Elon Musk: “I didn’t think SpaceX or Tesla would work”
Billionaire tech titan Elon Musk – the brain behind Tesla electric cars, a project to colonise Mars and Hyperloop – has more ideas in a year than most people in a lifetime.
But speaking on Radio 4’s Today programme this morning, the serial entrepreneur admitted that he hasn’t always had faith that things will come off, saying that he thought neither SpaceX nor Tesla would succeed.
In 2008, things weren’t going well for the PayPal founder. SpaceX launches had failed, and Tesla had supply chain and design issues, with popular sentiment that the firm would collapse.
Unlike the unwavering belief systems many entrepreneurs hold, Musk is a lot more reticent when it comes to banking on the future. He didn’t even have high hopes for the internet, explaining that, back in 2005, nobody had made any money out of it: "Our initial goals were really quite modest; would we be able to afford enough to eat?"

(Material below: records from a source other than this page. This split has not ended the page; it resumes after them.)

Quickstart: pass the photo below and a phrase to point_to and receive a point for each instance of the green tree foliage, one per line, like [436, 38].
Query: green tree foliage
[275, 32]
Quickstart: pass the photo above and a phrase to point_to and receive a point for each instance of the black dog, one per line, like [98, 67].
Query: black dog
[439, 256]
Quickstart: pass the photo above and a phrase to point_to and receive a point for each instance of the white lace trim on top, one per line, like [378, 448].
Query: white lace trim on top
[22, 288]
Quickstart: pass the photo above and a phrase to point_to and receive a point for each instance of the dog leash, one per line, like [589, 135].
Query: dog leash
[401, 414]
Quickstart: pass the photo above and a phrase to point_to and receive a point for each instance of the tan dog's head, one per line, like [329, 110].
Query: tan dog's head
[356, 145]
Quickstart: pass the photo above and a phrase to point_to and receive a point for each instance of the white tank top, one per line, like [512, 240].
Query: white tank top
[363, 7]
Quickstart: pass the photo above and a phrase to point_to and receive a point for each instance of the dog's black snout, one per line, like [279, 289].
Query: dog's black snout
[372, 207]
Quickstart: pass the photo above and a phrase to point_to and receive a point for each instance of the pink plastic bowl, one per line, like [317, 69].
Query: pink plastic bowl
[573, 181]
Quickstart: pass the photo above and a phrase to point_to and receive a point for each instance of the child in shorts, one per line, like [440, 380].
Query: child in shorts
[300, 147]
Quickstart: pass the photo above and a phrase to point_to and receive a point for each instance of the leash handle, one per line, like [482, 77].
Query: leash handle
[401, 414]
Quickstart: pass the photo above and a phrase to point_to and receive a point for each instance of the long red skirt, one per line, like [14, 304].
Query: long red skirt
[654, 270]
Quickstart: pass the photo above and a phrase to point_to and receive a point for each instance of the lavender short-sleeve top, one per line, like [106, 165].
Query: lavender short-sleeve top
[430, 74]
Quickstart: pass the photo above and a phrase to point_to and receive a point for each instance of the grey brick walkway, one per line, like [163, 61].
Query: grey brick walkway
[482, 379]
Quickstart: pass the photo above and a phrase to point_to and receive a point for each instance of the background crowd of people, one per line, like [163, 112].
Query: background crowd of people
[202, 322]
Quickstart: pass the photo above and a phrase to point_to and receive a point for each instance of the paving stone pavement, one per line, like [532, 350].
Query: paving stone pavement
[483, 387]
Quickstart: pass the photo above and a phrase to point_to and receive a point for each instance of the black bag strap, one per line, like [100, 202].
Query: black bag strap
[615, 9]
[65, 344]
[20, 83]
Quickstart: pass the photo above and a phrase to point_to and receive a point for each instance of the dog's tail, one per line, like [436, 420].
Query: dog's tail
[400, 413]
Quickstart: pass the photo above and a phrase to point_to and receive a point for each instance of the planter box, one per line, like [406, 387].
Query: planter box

But when asked why he decided to do the work he does – it’s usually governments that cover and fund such heavyweight tech and innovation projects – Musk says he didn’t intend to start a rocket company, but it bothered him that people had “lost the will” to realise the fantasies of comics and sci-fi films. He waited for something to happen, he said, and no-one initiated it.
Will he create a Mars base in his lifetime? “That depends how long I live.”
There is, of course, a caveat to Musk’s plans – of the economic variety. Despite his $2.7bn (£1.6bn) fortune, Hyperloop – the concept for a “fifth mode of transport” that could ping people between cities at nearly the speed of sound – and colonising Mars could leave Musk broke. But does he care if he loses his money working on them? “I don’t, I really don’t.”